Marine Diesel Oil (MDO) is a type of fuel oil and is a blend of gasoil and heavy fuel oil, with more gasoil than intermediate fuel oil used in the maritime field. Marine Diesel Oil is also called "Distillate Marine Diesel". MDO is widely used by medium speed and medium/high speed marine diesel engines. It is also used in the larger low speed and medium speed propulsion engine which normally burn residual fuel. Those fuels result from a catalytic cracking and visbreaking refinery. Marine diesel oil has been condemned for its nimiety of sulfur, so many countries and organizations established regulations and laws on MDO use. Due to its lower price compared to more refined fuel, MDO is favored particularly by shipping industry.

Specification
ISO 8217 of the International Standards Organization (ISO) is the primary standard of MDO. 

Marine fuels range in viscosity from less than one centistoke (cSt) to about 700 cSt at 50°C (122°F). (1 cSt = 1 mm2/s.) And higher viscosity grades are preheated during use to bring their viscosity into the range suitable for fuel injection (8 to 27 cSt).  But MDO does not need to be preheated before using. According to Chevron, MDO has a sulfur limit varies from 1 to 4.5 percent by mass for different grades and Sulfur Emission Control Areas (SECAs).

Manufacturing procedure
MDO is made from a catalytic cracking and visbreaking refinery. The catalytic cracking operation breaks large molecules into small molecules. It happens in high temperature and with appropriate catalyst. 
Visbreaking is a process that turn the bottom product of the vacuum unit, which has extremely high viscosity, into lower viscosity, marketable product. In visbreaking, a relatively mild thermal cracking operation is performed. And the amount of cracking is limited by the overruling requirement to safeguard the heavy fuel stability.

Use
The market of MDO is much smaller than on-highway diesel. According to the a 2004 U.S. Diesel Fuel Sales statistics from U.S. Department of Energy, Energy Information Administration, Marine shipping only takes 3.7% of total diesel market. On the other hand, On-highway diesel takes up 59.5% of diesel fuel sales. This small sales share of MDO is due to the high proportion of petroleum resid that made it can be used on large marine engines. According to Chevron, petroleum resid, or inorganic salts, in the fuel result in injector tip deposits that prevent the injector from creating the desired fuel spray pattern. But those low-speed, large marine diesel engines are appropriate for using fuel containing large amounts of petroleum resid.

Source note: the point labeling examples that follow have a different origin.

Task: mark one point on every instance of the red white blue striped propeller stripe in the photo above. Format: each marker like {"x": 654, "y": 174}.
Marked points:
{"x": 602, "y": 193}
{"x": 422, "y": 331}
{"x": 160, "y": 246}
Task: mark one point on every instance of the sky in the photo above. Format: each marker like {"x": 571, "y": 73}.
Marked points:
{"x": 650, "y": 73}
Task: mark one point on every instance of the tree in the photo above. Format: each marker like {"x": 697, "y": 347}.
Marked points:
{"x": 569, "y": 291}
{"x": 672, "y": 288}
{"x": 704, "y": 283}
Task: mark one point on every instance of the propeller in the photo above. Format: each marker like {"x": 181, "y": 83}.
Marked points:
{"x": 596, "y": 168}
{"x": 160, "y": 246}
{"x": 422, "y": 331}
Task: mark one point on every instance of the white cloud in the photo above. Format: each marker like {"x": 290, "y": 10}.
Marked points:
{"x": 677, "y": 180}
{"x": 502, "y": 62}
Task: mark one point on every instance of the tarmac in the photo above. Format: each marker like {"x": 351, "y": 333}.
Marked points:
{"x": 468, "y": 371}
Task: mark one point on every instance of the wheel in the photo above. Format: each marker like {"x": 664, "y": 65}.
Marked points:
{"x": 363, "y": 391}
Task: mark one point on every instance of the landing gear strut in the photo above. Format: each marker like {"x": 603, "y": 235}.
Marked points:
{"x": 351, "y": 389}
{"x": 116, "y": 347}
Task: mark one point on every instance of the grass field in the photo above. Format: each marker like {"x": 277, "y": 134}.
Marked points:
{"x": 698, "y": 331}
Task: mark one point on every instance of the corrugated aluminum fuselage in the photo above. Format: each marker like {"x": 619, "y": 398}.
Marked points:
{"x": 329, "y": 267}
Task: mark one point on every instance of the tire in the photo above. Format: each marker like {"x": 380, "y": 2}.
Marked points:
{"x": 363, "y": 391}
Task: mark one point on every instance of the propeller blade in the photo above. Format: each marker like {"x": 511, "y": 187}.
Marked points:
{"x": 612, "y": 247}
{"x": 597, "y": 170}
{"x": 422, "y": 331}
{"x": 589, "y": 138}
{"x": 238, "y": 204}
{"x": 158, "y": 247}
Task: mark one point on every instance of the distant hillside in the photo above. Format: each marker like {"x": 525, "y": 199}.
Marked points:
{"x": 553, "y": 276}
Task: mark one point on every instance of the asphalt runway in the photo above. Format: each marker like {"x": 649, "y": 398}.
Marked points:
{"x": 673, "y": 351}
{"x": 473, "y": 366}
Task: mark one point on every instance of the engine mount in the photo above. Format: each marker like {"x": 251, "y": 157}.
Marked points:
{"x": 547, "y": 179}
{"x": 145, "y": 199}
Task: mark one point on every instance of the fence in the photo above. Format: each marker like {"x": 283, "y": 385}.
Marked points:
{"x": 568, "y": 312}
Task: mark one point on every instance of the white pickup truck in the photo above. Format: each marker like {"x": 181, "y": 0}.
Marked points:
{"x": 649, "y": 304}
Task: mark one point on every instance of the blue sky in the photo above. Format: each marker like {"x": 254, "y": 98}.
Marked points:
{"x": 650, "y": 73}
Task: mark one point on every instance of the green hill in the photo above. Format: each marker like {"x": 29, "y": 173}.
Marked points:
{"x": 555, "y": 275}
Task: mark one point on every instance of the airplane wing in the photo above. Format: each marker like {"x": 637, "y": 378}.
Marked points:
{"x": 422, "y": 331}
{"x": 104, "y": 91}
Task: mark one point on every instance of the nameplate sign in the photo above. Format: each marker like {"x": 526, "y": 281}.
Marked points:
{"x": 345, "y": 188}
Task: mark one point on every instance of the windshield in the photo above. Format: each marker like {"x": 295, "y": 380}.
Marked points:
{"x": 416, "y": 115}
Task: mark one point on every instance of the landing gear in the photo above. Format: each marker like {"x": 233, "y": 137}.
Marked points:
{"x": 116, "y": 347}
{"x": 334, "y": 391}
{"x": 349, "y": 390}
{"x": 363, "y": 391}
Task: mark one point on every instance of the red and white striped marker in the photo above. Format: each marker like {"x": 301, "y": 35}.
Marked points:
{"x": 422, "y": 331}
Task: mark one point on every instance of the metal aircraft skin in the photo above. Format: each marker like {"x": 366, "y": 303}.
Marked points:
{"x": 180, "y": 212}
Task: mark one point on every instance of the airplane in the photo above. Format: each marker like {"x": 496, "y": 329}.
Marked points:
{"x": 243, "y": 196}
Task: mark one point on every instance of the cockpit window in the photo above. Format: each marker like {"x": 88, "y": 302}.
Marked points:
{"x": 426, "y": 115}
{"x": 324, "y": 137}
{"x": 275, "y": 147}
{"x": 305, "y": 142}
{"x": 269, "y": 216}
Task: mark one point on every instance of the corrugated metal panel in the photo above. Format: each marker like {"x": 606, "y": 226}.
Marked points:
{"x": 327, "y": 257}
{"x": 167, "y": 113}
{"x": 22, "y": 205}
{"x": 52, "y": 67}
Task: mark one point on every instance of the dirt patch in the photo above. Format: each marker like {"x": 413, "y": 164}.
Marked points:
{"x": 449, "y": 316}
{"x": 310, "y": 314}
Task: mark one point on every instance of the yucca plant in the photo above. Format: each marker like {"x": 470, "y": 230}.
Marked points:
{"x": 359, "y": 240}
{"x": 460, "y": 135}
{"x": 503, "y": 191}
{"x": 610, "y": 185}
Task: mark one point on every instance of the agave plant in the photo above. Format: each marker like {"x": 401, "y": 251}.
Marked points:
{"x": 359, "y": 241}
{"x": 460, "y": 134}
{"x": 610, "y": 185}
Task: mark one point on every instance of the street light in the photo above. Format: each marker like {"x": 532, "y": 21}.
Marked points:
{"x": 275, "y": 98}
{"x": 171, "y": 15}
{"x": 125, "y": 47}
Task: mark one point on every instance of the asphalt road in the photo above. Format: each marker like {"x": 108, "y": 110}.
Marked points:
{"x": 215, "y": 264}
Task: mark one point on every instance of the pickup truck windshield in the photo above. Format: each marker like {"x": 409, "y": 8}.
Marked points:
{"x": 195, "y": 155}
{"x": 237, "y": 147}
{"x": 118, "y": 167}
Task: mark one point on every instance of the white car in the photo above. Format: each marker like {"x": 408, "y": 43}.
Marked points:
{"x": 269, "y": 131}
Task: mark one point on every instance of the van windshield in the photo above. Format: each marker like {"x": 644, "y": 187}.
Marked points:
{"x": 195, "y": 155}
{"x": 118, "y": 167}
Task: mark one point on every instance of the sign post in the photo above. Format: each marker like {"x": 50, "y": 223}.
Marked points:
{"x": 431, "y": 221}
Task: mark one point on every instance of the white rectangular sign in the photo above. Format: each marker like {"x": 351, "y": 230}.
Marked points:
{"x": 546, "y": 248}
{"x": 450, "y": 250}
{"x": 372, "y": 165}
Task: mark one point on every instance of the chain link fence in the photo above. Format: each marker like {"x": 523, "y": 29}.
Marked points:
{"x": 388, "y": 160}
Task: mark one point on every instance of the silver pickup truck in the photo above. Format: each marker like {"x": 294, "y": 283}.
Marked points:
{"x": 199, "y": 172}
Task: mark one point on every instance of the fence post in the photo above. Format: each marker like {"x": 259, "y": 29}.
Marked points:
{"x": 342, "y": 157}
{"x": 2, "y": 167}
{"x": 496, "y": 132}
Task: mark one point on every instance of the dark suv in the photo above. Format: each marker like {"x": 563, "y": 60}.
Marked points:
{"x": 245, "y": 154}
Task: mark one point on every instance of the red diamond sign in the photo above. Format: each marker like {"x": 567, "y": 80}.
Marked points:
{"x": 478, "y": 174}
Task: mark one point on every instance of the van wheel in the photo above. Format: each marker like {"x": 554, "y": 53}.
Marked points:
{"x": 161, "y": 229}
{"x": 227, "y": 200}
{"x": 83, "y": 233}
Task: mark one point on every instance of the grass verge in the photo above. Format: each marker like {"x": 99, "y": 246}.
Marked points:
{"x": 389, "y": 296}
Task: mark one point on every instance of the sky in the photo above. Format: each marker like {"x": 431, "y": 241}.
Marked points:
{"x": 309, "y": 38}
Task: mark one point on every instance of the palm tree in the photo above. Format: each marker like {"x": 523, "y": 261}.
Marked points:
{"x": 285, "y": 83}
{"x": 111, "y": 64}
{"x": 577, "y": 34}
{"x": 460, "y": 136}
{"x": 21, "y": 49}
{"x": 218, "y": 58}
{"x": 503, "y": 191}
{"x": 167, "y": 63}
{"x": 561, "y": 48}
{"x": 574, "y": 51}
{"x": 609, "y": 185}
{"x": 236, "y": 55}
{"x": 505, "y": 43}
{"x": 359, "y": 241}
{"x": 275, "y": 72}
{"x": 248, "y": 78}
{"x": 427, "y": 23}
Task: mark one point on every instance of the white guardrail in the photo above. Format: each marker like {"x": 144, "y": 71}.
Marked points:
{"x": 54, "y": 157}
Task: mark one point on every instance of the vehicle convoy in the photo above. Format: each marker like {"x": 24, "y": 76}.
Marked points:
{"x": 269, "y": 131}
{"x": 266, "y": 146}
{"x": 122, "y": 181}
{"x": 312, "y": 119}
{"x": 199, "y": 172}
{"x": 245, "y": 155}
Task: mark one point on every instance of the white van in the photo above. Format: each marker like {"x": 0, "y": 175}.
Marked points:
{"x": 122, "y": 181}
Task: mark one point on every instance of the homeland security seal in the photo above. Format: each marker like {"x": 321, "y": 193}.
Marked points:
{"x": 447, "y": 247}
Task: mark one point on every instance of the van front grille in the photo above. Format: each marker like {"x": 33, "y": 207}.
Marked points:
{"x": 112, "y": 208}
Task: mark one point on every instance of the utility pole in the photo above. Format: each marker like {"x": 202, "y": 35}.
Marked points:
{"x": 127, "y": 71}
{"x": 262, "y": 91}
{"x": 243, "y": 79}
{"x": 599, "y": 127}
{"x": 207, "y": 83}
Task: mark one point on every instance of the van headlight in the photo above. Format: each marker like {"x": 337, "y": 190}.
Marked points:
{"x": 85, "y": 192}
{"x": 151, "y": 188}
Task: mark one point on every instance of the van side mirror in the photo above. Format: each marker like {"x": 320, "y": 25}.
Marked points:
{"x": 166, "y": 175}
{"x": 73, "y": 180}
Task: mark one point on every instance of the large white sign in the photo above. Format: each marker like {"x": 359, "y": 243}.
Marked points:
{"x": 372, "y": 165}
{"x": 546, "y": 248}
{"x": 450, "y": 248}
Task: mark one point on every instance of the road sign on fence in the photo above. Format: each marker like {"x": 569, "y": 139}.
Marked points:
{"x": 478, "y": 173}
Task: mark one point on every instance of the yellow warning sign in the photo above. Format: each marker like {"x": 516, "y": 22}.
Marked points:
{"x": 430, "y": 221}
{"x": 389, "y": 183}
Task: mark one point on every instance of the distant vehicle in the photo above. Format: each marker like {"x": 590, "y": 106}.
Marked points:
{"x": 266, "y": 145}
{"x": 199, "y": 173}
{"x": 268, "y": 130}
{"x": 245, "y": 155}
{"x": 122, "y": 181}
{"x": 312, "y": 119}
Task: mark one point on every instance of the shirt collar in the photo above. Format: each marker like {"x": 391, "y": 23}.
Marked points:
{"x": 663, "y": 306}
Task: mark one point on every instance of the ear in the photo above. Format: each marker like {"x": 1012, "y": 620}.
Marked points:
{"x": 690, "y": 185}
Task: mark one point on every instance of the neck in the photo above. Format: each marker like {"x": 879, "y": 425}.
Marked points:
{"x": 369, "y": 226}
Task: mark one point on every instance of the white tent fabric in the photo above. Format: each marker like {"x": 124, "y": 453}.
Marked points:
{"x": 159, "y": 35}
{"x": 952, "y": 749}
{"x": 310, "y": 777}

Regulations and restrictions
The International Maritime Organization (IMO) develops regulations for marine shipping. Among those regulations, MARPOL (the International Convention for the Prevention of Pollution from Ships) is the most widely adopted one.   MARPOL is the main international convention covering the prevention of operational or accidental pollution of the marine environment by ships.  Inside IMO, there is a committee called MEPC(Marine Environment Protection Committee). MEPC has meetings periodically and discuss resolutions to current marine pollution by adding amendments to its official documents.